IAS officer Supriya Sahu has been named a 2025 UN Champions of the Earth laureate, earning the world's highest environmental honour in the Inspiration and Action category.

IAS Officer, Behind Project To Tackle Extreme Heat, Wins UN Environment Award
Chennai:

IAS officer Supriya Sahu has been named a 2025 UN Champions of the Earth laureate, earning the world's highest environmental honour in the Inspiration and Action category. The Additional Chief Secretary to the Government of Tamil Nadu received the award last night at a special ceremony hosted by the UN Environment Programme (UNEP) in Nairobi.

The award recognises individuals and institutions whose work offers transformative solutions to the planet's most urgent environmental challenges. UNEP said this year's laureates represent the strongest examples of scalable approaches to tackling the triple planetary crisis of climate change, biodiversity loss and pollution.

Sahu has been honoured for her pioneering, long-standing environmental leadership in India, particularly her work on plastic reduction, wildlife conservation, and more recently, sustainable cooling - an area UNEP described as "critical for a warming world."

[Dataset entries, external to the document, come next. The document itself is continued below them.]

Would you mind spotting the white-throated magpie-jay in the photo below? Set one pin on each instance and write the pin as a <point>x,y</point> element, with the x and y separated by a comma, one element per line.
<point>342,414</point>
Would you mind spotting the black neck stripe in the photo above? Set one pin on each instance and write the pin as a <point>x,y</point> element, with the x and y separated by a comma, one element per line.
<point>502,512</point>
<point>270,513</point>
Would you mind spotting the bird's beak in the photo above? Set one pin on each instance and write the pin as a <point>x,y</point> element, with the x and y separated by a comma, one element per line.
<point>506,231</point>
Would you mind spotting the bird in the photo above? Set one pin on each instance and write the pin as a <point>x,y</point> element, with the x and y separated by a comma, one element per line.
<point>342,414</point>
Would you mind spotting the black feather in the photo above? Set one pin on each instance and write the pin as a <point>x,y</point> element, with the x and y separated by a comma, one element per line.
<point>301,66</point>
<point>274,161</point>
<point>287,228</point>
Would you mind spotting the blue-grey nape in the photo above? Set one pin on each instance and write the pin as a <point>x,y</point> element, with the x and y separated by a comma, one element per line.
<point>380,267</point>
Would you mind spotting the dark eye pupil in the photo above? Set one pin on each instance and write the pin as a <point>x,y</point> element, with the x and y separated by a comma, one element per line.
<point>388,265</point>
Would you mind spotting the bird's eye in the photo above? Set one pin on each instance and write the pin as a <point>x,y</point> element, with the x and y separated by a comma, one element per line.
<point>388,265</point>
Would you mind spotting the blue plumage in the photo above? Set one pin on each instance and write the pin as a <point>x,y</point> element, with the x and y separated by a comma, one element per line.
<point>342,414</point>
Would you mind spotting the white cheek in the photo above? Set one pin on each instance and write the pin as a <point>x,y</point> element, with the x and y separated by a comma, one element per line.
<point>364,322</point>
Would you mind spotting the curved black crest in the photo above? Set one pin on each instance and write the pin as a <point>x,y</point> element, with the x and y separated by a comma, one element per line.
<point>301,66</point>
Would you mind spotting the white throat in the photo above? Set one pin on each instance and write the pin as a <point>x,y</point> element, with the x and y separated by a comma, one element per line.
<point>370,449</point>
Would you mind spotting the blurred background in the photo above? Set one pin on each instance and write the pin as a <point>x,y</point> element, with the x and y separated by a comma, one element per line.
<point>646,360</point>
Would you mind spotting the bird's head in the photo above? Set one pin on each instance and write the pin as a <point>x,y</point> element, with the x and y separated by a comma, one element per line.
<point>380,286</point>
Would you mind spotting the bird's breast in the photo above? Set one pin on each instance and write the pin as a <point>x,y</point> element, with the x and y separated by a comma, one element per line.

At the heart of her recent work is Tamil Nadu's Cool Roof Project, which has emerged as a model for cities worldwide struggling with extreme heat. Under the Urban Heat Mitigation Project in Chennai, cool roof technology was piloted at the Lighthouse Project site, where Silka cool roof paint, with a high Solar Reflective Index of 102, was applied on two residential blocks covering 200 houses. The impact was striking: indoor temperatures dropped 5 to 8 degrees Celsius during peak summer months, offering a low-cost, passive cooling solution that reduces energy demand while safeguarding vulnerable communities.

Calling the initiative a "game changer", UNEP noted that such community-centred interventions help keep neighbourhoods cool without warming the planet, demonstrating how local innovation can shape global climate action.

In her acceptance speech, Sahu said she believed governments play a vital role in tackling climate change, but lasting change begins when people lead. "Climate action must become a people's movement," she said, sharing experiences from her years of service - from elephants and tigers forced to forage through plastic waste in the Nilgiris to witnessing mangroves save countless lives during the 2004 tsunami. These moments, she said, reinforced her belief that "nature protects those who protect her."

Tamil Nadu Chief Minister MK Stalin applauded her achievement, calling it a moment of pride for the state. "This UN honour for Supriya Sahu makes Tamil Nadu proud," he said, praising her commitment to wetlands restoration, expansion of mangrove cover, protecting endangered species and reducing plastic use. "I believe this award will further inspire her work and strengthen the state's efforts to combat climate change in a sustainable and people-centric manner," he added.